While harmonic polynomials provide the $|lm\rangle$ generators of $SO_3$ representations,
multiple copies of a given representation may be concatenated. This leads to the
`e3nn`_-like string description of representations (called *irreps*, to be understood as
*list of* irreducibles!):

.. code:: python

    >>> rep = e3nn.Irreps("64x0e + 32x1o + 16x2e")
    ### dimension = sum(mul * (2l + 1))
    >>> rep.dim == 64 + 32 * (3) + 16 * (5)
    True

which means that `rep` is a representation obtained
by concatenating 64 scalars (degree-0 polynomials), 32 vectors (degree-1 polynomials spanned
by $x,y,z$) and 16 degree-2 harmonic polynomials. Assuming the parity
`e|o` always matches that of $(-1)^l$, coordinates in `rep` could be labeled
with only three indices:

$${\bf x}=({\bf x}_{k,l,m}) \quad{\rm with}\quad
k\leq K_l,\;l \leq l_{max},\;-l\leq m \leq l.$$

The numbers of copies are called *multiplicities*, which could be thought of as channel dimensions
(especially when the multiplicity is constant over $l$, i.e. $K_l = K$).

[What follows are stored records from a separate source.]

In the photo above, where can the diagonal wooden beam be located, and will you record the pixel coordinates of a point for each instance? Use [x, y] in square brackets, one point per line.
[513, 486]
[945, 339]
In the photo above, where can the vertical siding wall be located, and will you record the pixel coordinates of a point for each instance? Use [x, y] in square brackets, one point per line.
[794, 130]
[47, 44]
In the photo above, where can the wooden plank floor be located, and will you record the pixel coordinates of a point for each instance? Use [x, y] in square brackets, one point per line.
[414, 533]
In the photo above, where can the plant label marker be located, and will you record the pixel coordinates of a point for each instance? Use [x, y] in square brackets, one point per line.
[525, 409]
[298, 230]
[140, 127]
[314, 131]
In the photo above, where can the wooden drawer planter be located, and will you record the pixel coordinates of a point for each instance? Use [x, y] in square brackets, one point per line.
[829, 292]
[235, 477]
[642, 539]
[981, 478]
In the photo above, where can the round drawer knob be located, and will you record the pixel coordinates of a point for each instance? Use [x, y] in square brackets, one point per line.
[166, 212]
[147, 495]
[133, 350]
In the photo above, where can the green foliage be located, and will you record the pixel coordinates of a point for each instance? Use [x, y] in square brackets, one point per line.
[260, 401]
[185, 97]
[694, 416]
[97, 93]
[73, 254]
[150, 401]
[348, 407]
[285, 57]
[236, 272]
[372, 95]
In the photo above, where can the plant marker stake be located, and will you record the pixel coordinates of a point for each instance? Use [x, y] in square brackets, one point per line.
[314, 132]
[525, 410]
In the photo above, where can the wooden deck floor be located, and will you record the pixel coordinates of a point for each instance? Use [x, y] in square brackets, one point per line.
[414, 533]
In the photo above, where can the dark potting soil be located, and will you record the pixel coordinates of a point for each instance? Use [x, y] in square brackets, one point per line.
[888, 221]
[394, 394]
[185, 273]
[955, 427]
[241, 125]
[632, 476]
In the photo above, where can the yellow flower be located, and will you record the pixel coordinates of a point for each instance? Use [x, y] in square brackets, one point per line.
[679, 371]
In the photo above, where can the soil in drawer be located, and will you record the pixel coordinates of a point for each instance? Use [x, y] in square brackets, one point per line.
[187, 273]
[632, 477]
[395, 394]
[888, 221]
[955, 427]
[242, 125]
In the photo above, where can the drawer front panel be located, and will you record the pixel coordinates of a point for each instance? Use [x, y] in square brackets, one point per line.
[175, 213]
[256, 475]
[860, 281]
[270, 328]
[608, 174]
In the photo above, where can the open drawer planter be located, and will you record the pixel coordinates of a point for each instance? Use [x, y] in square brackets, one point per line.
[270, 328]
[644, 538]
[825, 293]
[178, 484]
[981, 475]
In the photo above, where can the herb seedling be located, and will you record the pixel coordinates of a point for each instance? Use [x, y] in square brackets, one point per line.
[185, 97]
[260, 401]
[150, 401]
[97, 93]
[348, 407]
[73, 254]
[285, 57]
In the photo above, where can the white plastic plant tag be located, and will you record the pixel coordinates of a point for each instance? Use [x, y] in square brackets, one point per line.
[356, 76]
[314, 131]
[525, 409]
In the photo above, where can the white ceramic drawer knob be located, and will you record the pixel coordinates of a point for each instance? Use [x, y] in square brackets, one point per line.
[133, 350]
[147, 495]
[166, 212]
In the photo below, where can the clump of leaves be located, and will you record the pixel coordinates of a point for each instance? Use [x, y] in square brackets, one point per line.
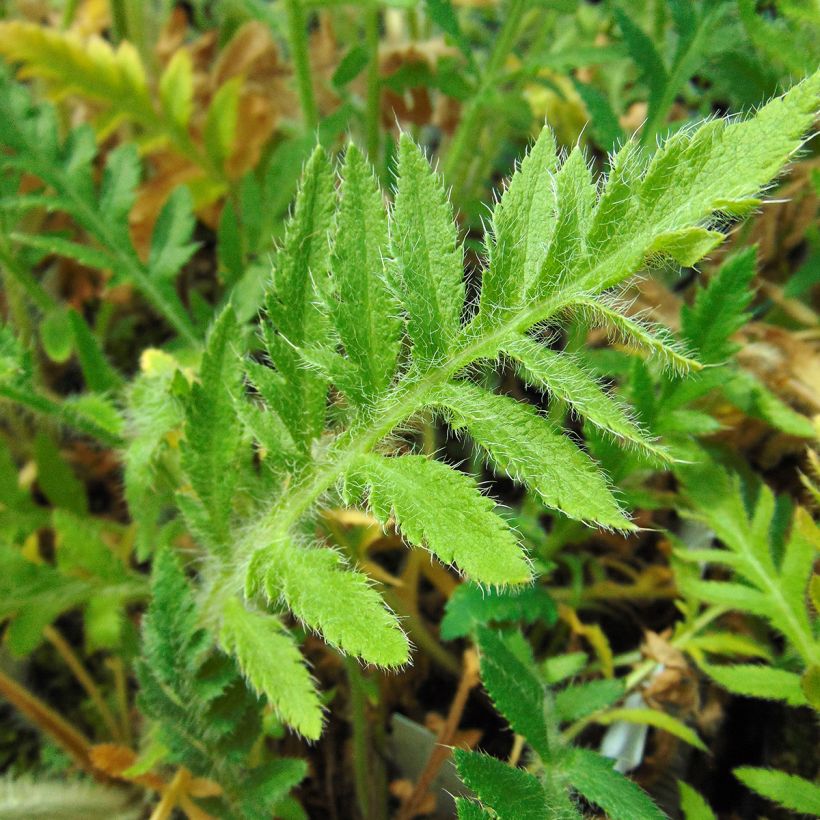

*Linear equivariant functions* consist of a fundamental building blocks of equivariant neural
networks. They simply mix the multiplicities together via a (learnable) weight matrix,
without transforming the content of inputs that only depends on the spin $m$.
More precisely, a linear transformation may be written

$${\bf y}_{k',l,m} = \sum_{k \leq K_l} W^l_{k', k} \cdot {\bf x}_{k,l,m}.$$

Example
*******

.. code:: python

    >>> lin = e3j.linen.Linear(
    ...     "64x0e + 32x1o + 16x2e",
    ...     "16x0e + 8x1o + 4x2e",
    ...)
    ### Block-diagonal weight matrices
    >>> [block.shape for block in lin.blocks]
    [(64, 16), (32, 8), (16, 4)]

    ### Mix channels of random inputs
    >>> rng = random.key(123)
    >>> x = random.randn(rng, (10, lin.source.dim))
    >>> params = lin.init(rng, x)
    >>> y = lin.apply(params, x)
    >>> y.shape == (10, lin.target.dim)
    True

Tensor Products
^^^^^^^^^^^^^^^

Tensor products of representations, i.e. *bilinear transforms*
of equivariant inputs, are crucial to describe coupling and interactions.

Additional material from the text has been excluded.